Department of Clinical Neurosciences, CHUV, University Hospital of Lausanne and University of Lausanne, Lausanne, Switzerland.
Division of Neurology, Centre Hospitalier Université de Montréal, Montreal, Québec, Canada.
Curr Opin Neurol. 2021 Apr 1;34(2):153-165. doi: 10.1097/WCO.0000000000000907.
The increased identification of seizures with insular ictal onset, promoted by the international development of stereo-electroencephalography (SEEG), has led to the recent description of larger cohorts of patients with insular or insulo-opercular epilepsies than those previously available. These new series have consolidated and extended our knowledge of the rich ictal semiology and diverse anatomo-clinical correlations that characterized insular seizures. In parallel, some experiences have been gained in the surgical treatment of insular epilepsies using minimal invasive procedures.
The large majority of patients present with auras (mostly somatosensory and laryngeal) and motor signs (predominantly elementary and orofacial), an underlying focal cortical dysplasia, and an excellent postoperative seizure outcome. Many other subjective and objective ictal signs, known to occur in other forms of epilepsies, are also observed and clustered in five patterns, reflecting the functional anatomy of the insula and its overlying opercula, as well as preferential propagation pathways to frontal or temporal brain regions. A nocturnal predominance of seizure is frequently reported, whereas secondary generalization is infrequent. Some rare ictal signs are highly suggestive of an insular origin, including somatic pain, reflex seizures, choking spells, and vomiting. Minimal invasive surgical techniques have been applied to the treatment of insular epilepsies, including Magnetic Resonance Imaging-guided laser ablation (laser interstitial thermal therapy (LITT)), radiofrequency thermocoagulation (RFTC), gamma knife radiosurgery, and responsive neurostimulation. Rates of seizure freedom (about 50%) appear lower than that reported with open-surgery (about 80%) with yet a significant proportion of transient neurological deficit for LITT and RFTC.
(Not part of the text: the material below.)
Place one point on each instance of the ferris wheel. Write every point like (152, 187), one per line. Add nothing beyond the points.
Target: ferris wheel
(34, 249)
Significant progress has been made in the identification and surgical treatment of insular and insulo-opercular epilepsies, including more precise anatomo-clinical correlations to optimally plan SEEG investigations, and experience in using minimal invasive surgery to reduce peri-operative morbidity.
随着国际立体脑电图(SEEG)技术的发展,越来越多的局灶性癫痫发作起源于岛叶,近期描述了比以往更多的岛叶或岛盖部癫痫患者的大型队列。这些新系列巩固和扩展了我们对丰富的癫痫发作症状学和多样化的解剖-临床相关性的认识,这些特征是岛叶癫痫发作的特点。与此同时,使用微创程序对岛叶癫痫进行手术治疗也积累了一些经验。
绝大多数患者表现为先兆(主要是躯体感觉和喉部)和运动症状(主要是基本的和口腔面部的)、潜在的局灶性皮质发育不良和极佳的术后癫痫发作结果。许多其他已知发生在其他形式癫痫中的主观和客观的癫痫发作症状也被观察到,并聚类为五种模式,反映了岛叶及其覆盖的脑盖的功能解剖结构,以及向额叶或颞叶脑区的优先传播途径。夜间发作常常占优势,而继发性全面性发作则很少见。一些罕见的癫痫发作症状高度提示起源于岛叶,包括躯体疼痛、反射性癫痫发作、窒息发作和呕吐。微创技术已应用于岛叶癫痫的治疗,包括磁共振成像引导下激光消融(激光间质热疗(LITT))、射频热凝(RFTC)、伽玛刀放射外科和反应性神经刺激。无癫痫发作的比例(约 50%)似乎低于开放性手术(约 80%),但 LITT 和 RFTC 的暂时性神经功能缺损比例仍然较高。
在岛叶和岛盖部癫痫的识别和手术治疗方面取得了重大进展,包括更精确的解剖-临床相关性,以优化 SEEG 研究计划,以及使用微创手术降低围手术期发病率的经验。